Putin, no sentido próprio ou figurado,
parece disposto a ir em frente arrastando o mundo para o pior. Orgulha-se do
espírito traquina que tanto mal fez à Rússia Soviética ao não saber compreender
a espiritualidade do povo russo. Uma guerra de governo que se deixou encurralar
entre a liderança ocidental norte-americana e o milenar passo a passo da
influência oriental da China. Uma guerra em que o presidente dos Estados
Unidos, provocador, visita Kiev viajando de trem pelo país destroçado, dando a
impressão de negligência excessiva com sua própria segurança, é do tempo de
símbolos.
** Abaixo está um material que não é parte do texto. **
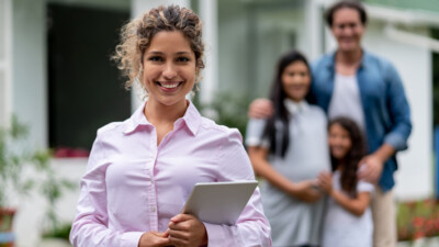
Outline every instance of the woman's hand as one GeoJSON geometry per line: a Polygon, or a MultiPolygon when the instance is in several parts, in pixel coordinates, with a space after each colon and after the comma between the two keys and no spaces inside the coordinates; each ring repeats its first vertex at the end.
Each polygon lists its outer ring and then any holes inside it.
{"type": "Polygon", "coordinates": [[[304,180],[294,182],[290,194],[304,202],[316,202],[320,199],[322,193],[317,188],[317,180],[304,180]]]}
{"type": "Polygon", "coordinates": [[[162,247],[169,245],[168,234],[158,232],[144,233],[138,242],[138,247],[162,247]]]}
{"type": "Polygon", "coordinates": [[[170,244],[176,247],[199,247],[207,245],[207,232],[204,224],[190,214],[178,214],[169,223],[170,244]]]}
{"type": "Polygon", "coordinates": [[[327,194],[333,192],[333,175],[328,171],[323,171],[318,175],[318,187],[327,194]]]}

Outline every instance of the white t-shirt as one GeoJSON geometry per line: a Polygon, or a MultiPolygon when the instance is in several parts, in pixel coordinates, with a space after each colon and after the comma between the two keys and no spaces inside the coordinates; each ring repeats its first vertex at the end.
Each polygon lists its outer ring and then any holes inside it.
{"type": "MultiPolygon", "coordinates": [[[[340,172],[333,175],[334,190],[341,191],[340,172]]],[[[373,192],[372,183],[358,181],[358,192],[373,192]]],[[[372,247],[373,221],[370,207],[361,216],[345,210],[333,198],[328,199],[322,247],[372,247]]]]}
{"type": "Polygon", "coordinates": [[[364,113],[356,75],[344,76],[336,74],[328,119],[334,120],[337,116],[352,119],[360,130],[364,130],[364,113]]]}

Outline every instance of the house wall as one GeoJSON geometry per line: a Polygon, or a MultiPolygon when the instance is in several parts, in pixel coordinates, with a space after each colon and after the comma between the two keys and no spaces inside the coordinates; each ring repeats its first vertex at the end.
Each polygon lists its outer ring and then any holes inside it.
{"type": "Polygon", "coordinates": [[[29,145],[47,146],[44,0],[14,0],[12,112],[30,125],[29,145]]]}
{"type": "MultiPolygon", "coordinates": [[[[426,26],[406,27],[407,31],[428,36],[426,26]]],[[[335,41],[326,32],[327,50],[335,41]]],[[[385,24],[372,21],[368,24],[363,46],[387,58],[403,80],[410,104],[413,132],[408,149],[397,154],[395,197],[398,200],[424,199],[434,193],[432,170],[432,94],[431,52],[416,44],[406,44],[385,35],[385,24]]]]}
{"type": "MultiPolygon", "coordinates": [[[[432,82],[431,52],[383,35],[384,25],[369,26],[364,44],[389,58],[397,68],[405,87],[413,121],[408,150],[398,154],[395,193],[399,200],[424,199],[434,193],[432,170],[432,82]]],[[[428,36],[427,27],[409,30],[428,36]]]]}

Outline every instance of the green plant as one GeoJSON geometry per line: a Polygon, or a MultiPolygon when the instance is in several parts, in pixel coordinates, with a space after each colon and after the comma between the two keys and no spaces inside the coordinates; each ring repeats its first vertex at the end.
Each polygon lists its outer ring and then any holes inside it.
{"type": "Polygon", "coordinates": [[[12,206],[11,194],[40,192],[48,203],[49,227],[57,227],[56,202],[74,183],[58,178],[50,166],[50,150],[27,150],[29,126],[11,117],[10,127],[0,128],[0,207],[12,206]],[[25,173],[33,172],[32,176],[25,173]]]}

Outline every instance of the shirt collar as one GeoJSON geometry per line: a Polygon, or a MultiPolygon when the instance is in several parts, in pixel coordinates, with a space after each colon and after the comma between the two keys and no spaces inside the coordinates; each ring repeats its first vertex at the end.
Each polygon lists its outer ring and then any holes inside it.
{"type": "MultiPolygon", "coordinates": [[[[176,123],[173,123],[173,130],[177,130],[181,124],[185,124],[188,126],[189,131],[195,135],[196,132],[199,131],[200,124],[201,124],[201,114],[196,110],[196,108],[193,105],[191,101],[188,101],[189,105],[188,109],[185,110],[185,113],[182,117],[178,119],[176,123]]],[[[148,122],[144,114],[144,109],[147,102],[142,104],[134,113],[133,115],[128,119],[126,123],[126,127],[124,133],[130,134],[134,131],[137,130],[138,126],[140,125],[150,125],[153,126],[151,123],[148,122]]]]}
{"type": "Polygon", "coordinates": [[[309,104],[305,100],[302,100],[301,102],[295,102],[285,98],[283,100],[283,104],[291,114],[305,112],[309,109],[309,104]]]}
{"type": "MultiPolygon", "coordinates": [[[[365,49],[361,49],[361,52],[362,52],[362,56],[361,56],[361,61],[360,61],[360,68],[367,67],[368,58],[369,58],[369,53],[365,49]]],[[[337,54],[337,50],[329,53],[328,59],[326,59],[326,67],[328,67],[333,70],[335,70],[335,66],[336,66],[336,54],[337,54]]]]}

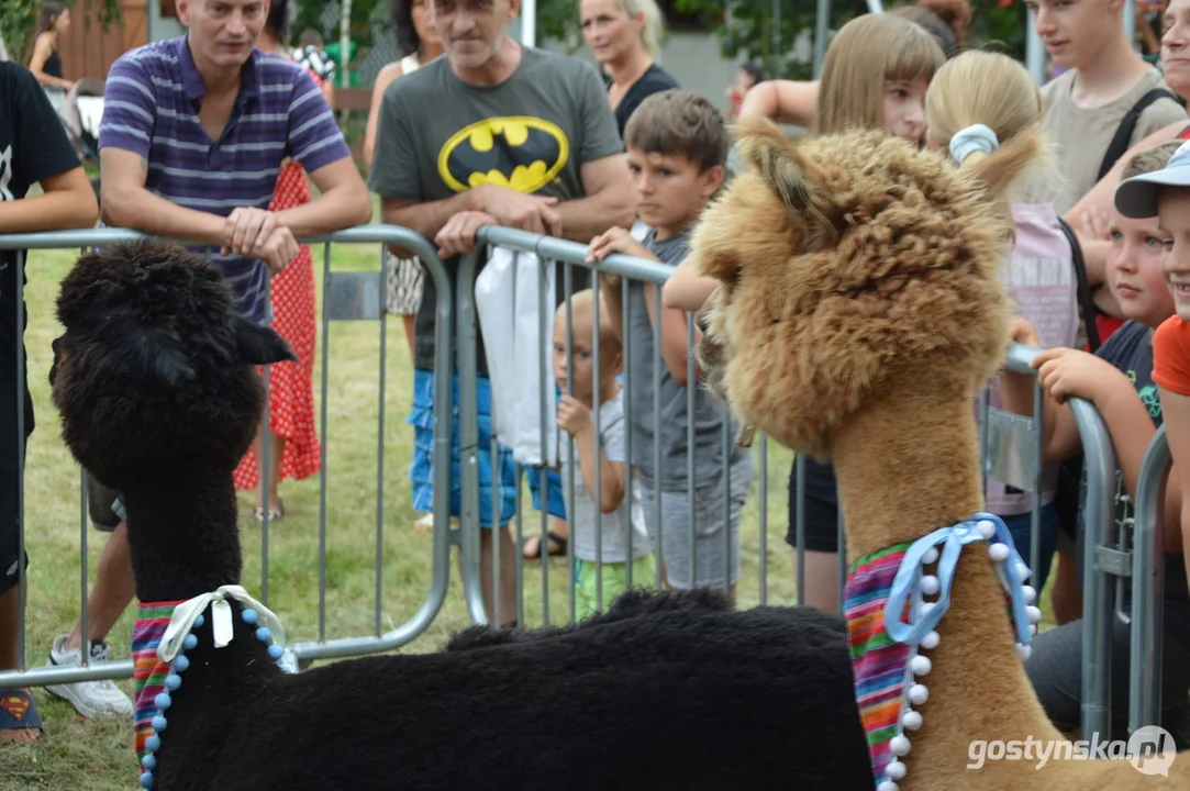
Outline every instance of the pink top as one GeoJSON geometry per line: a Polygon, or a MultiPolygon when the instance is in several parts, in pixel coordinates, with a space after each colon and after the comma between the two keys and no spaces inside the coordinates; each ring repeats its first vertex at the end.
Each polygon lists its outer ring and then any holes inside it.
{"type": "MultiPolygon", "coordinates": [[[[1078,335],[1078,280],[1070,243],[1058,225],[1050,203],[1014,203],[1016,244],[1008,251],[1004,278],[1016,315],[1038,331],[1042,349],[1073,347],[1078,335]]],[[[991,406],[1000,406],[1000,390],[991,383],[991,406]]],[[[979,404],[976,402],[976,420],[979,404]]],[[[1041,477],[1041,503],[1053,502],[1058,488],[1058,466],[1046,465],[1041,477]]],[[[1027,514],[1033,508],[1031,492],[1008,489],[988,479],[988,510],[997,516],[1027,514]]]]}

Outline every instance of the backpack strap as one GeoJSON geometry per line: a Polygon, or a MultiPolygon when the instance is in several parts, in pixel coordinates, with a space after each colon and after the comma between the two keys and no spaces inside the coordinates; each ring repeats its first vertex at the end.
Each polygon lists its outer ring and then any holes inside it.
{"type": "Polygon", "coordinates": [[[1058,218],[1063,236],[1070,243],[1070,255],[1075,262],[1075,277],[1078,280],[1078,312],[1083,314],[1083,326],[1086,328],[1086,343],[1090,344],[1094,354],[1100,349],[1100,328],[1095,324],[1098,310],[1095,307],[1095,295],[1091,293],[1090,281],[1086,280],[1086,262],[1083,260],[1083,245],[1078,243],[1078,236],[1067,222],[1058,218]]]}
{"type": "Polygon", "coordinates": [[[1165,88],[1153,88],[1141,96],[1132,106],[1132,109],[1125,114],[1123,120],[1120,121],[1120,127],[1116,128],[1115,137],[1111,138],[1111,143],[1108,145],[1108,152],[1103,157],[1103,163],[1100,165],[1100,175],[1095,177],[1095,181],[1100,181],[1103,176],[1108,175],[1111,165],[1125,155],[1128,150],[1128,144],[1132,142],[1132,133],[1136,131],[1136,123],[1140,120],[1140,114],[1158,99],[1178,100],[1177,96],[1165,88]]]}

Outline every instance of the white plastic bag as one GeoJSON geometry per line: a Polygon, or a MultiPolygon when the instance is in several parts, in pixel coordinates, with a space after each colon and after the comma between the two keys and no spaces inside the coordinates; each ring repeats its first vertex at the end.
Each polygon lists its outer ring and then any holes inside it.
{"type": "Polygon", "coordinates": [[[558,400],[553,378],[555,266],[533,253],[491,247],[475,278],[475,308],[491,381],[491,429],[522,465],[558,464],[558,400]],[[541,290],[545,299],[541,300],[541,290]],[[543,322],[540,305],[545,305],[543,322]],[[545,333],[543,337],[543,324],[545,333]],[[545,381],[541,379],[541,359],[545,381]],[[541,389],[545,389],[545,459],[541,389]]]}

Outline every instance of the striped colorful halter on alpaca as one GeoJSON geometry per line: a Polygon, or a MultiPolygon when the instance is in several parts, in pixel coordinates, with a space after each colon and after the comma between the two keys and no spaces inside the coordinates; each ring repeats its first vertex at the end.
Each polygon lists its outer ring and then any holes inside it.
{"type": "MultiPolygon", "coordinates": [[[[174,608],[182,602],[150,602],[137,605],[137,620],[132,626],[132,663],[133,692],[137,714],[132,733],[137,747],[137,766],[146,754],[145,742],[155,735],[154,715],[157,714],[155,701],[165,691],[165,678],[169,676],[170,663],[157,655],[157,646],[165,634],[174,608]]],[[[137,771],[139,776],[140,771],[137,771]]]]}
{"type": "Polygon", "coordinates": [[[230,599],[240,607],[239,619],[255,628],[256,639],[267,646],[269,659],[282,672],[292,672],[282,660],[286,640],[280,619],[239,585],[220,588],[181,602],[138,604],[137,621],[132,627],[132,661],[134,674],[133,699],[136,723],[133,734],[137,762],[140,766],[140,787],[152,789],[157,768],[156,752],[161,748],[161,732],[165,730],[165,711],[173,705],[171,692],[182,686],[180,673],[190,660],[186,651],[199,645],[194,629],[206,622],[203,613],[211,610],[211,640],[215,648],[228,645],[233,636],[230,599]]]}
{"type": "Polygon", "coordinates": [[[1023,585],[1029,570],[998,516],[976,514],[916,541],[863,555],[847,575],[844,615],[856,702],[877,791],[897,791],[897,780],[906,776],[901,759],[910,745],[904,732],[916,730],[922,723],[921,712],[910,707],[923,704],[929,695],[914,678],[931,670],[929,659],[919,652],[938,647],[940,639],[934,629],[950,607],[951,583],[963,546],[972,541],[989,541],[988,554],[1006,591],[1017,651],[1028,659],[1028,644],[1036,630],[1032,624],[1041,620],[1041,610],[1032,605],[1036,592],[1023,585]],[[935,563],[934,573],[923,571],[935,563]],[[933,601],[923,598],[935,595],[933,601]]]}

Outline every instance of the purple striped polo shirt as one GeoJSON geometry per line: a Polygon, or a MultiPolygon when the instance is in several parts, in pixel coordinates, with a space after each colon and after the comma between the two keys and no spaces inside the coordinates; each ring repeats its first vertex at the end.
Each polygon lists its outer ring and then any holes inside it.
{"type": "MultiPolygon", "coordinates": [[[[351,156],[322,92],[292,61],[259,50],[249,56],[239,98],[218,140],[199,121],[206,93],[186,36],[125,52],[107,75],[99,147],[140,155],[149,161],[150,192],[220,216],[240,206],[268,209],[286,157],[314,172],[351,156]]],[[[264,262],[219,255],[212,260],[223,269],[240,313],[263,322],[264,262]]]]}

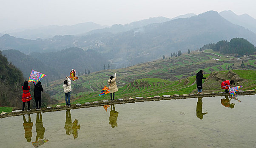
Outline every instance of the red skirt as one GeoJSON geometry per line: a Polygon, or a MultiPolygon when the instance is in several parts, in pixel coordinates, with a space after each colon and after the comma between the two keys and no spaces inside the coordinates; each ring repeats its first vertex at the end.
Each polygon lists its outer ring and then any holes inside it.
{"type": "Polygon", "coordinates": [[[23,94],[22,94],[22,98],[21,99],[21,101],[22,101],[23,102],[27,102],[31,100],[32,100],[32,97],[31,97],[31,95],[30,94],[29,91],[27,93],[23,93],[23,94]]]}

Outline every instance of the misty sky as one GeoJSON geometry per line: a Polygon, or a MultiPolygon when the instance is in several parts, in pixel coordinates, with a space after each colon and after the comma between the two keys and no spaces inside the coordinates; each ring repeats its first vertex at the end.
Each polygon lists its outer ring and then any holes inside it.
{"type": "Polygon", "coordinates": [[[256,18],[254,0],[0,0],[0,33],[92,22],[111,26],[149,17],[231,10],[256,18]]]}

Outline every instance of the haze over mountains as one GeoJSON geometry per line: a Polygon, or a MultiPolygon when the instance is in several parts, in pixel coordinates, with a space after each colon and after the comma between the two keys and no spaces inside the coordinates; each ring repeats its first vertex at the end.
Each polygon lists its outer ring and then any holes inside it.
{"type": "MultiPolygon", "coordinates": [[[[55,58],[51,56],[51,54],[61,60],[61,57],[68,57],[72,54],[71,52],[65,52],[63,50],[80,48],[86,52],[79,50],[79,56],[94,52],[87,58],[87,60],[96,59],[94,61],[97,63],[97,59],[102,60],[99,63],[101,65],[91,68],[93,71],[101,69],[104,63],[106,66],[110,63],[111,69],[126,67],[161,58],[163,55],[168,57],[171,53],[178,50],[186,52],[189,48],[191,50],[198,49],[206,44],[223,40],[229,41],[237,37],[244,38],[256,44],[256,34],[232,23],[217,12],[209,11],[198,16],[188,14],[178,19],[159,17],[124,25],[114,25],[89,31],[82,36],[56,36],[31,40],[6,34],[0,37],[0,48],[2,50],[17,49],[33,55],[33,58],[41,61],[47,59],[47,65],[50,65],[56,63],[55,58]],[[50,52],[52,53],[48,53],[50,52]],[[53,59],[47,58],[48,57],[53,59]]],[[[85,55],[84,56],[87,57],[85,55]]],[[[81,63],[86,62],[85,59],[80,59],[77,58],[81,63]]],[[[11,58],[9,60],[12,62],[11,58]]],[[[58,65],[60,66],[61,63],[58,65]]],[[[85,67],[89,67],[82,65],[77,68],[79,71],[83,72],[85,67]]],[[[60,69],[58,71],[62,72],[60,69]]]]}
{"type": "Polygon", "coordinates": [[[256,33],[256,19],[247,14],[237,15],[231,10],[223,11],[219,14],[232,23],[243,26],[256,33]]]}

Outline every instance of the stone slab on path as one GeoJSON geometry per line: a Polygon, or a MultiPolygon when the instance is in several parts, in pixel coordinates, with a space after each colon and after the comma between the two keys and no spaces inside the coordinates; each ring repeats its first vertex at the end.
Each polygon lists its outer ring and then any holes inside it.
{"type": "Polygon", "coordinates": [[[141,97],[141,96],[138,96],[138,97],[136,97],[135,98],[136,98],[137,99],[143,99],[144,98],[142,97],[141,97]]]}
{"type": "Polygon", "coordinates": [[[6,112],[1,112],[1,115],[3,115],[3,114],[7,114],[7,113],[6,112]]]}

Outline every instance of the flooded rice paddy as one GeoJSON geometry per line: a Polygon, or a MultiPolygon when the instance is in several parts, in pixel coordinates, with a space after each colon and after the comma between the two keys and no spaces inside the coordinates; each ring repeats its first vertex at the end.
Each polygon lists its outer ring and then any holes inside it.
{"type": "Polygon", "coordinates": [[[8,117],[0,119],[0,147],[255,148],[256,99],[162,100],[8,117]]]}

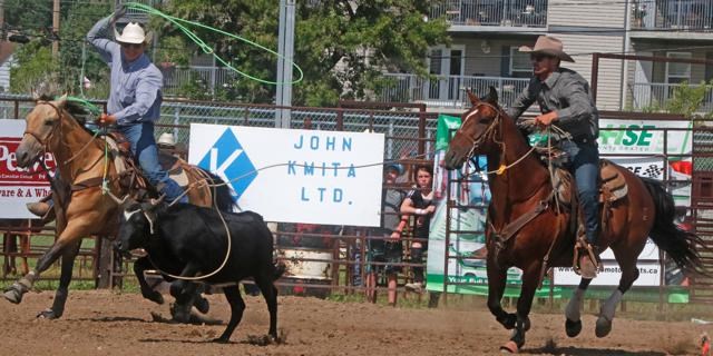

Como é o caso, afrontoso, do balão chinês que sobrevoou os Estados Unidos
– espião militar ou meteorológico – e foi derrubado por um caça na costa da
Carolina do Sul.
A presunção de Putin de ensinar a única
coisa que sabe e querer controlar o resultado das suas divagações belicosas
pode conter a decisão de não deixar Estados Unidos, Otan e China serem capazes
de coibir o que seria melhor sufocar. Sua espada é ignorante quando se faz
senhora das profundezas tenebrosas que existem nos seres humanos amedrontados
em busca de heróis.
Sem motivação mais elevada do que ambições
territoriais, a guerra não empolga a população russa. E Putin enfrenta
contratempos militares imediatos com significação cultural de longo prazo. Ao
tentar deter o avanço das ideias ocidentais, mais magnânimas para a rotina da
população civil, vai perdendo a hegemonia sobre os países nórdicos, vendo a
vizinha Finlândia e a Suécia pedirem sua adesão à área militar da Otan.
Nações distantes começam a se movimentar. O
pronunciamento do chanceler brasileiro em direção ao diálogo entre as nações
interessadas na paz na região teve um sentido positivo. E ajuda a diminuir a
compreensão diplomática negativa de que a expansão militar da aliança ocidental
para o leste possa significar uma nova corrida armamentista, como afirma Putin
sempre que pode. A legítima defesa tem suas próprias leis e cada país sabe bem
o que mais o ameaça.
Não há uma balança da justiça pesando as
decisões políticas nacionais. A maldade se move à vontade no mundo inferior dos
belicistas. E a ONU, lenta, não tem doutrina universal ou argúcia para ser sombra
reparadora. E, se a ONU pode pouco, quem poderá mais?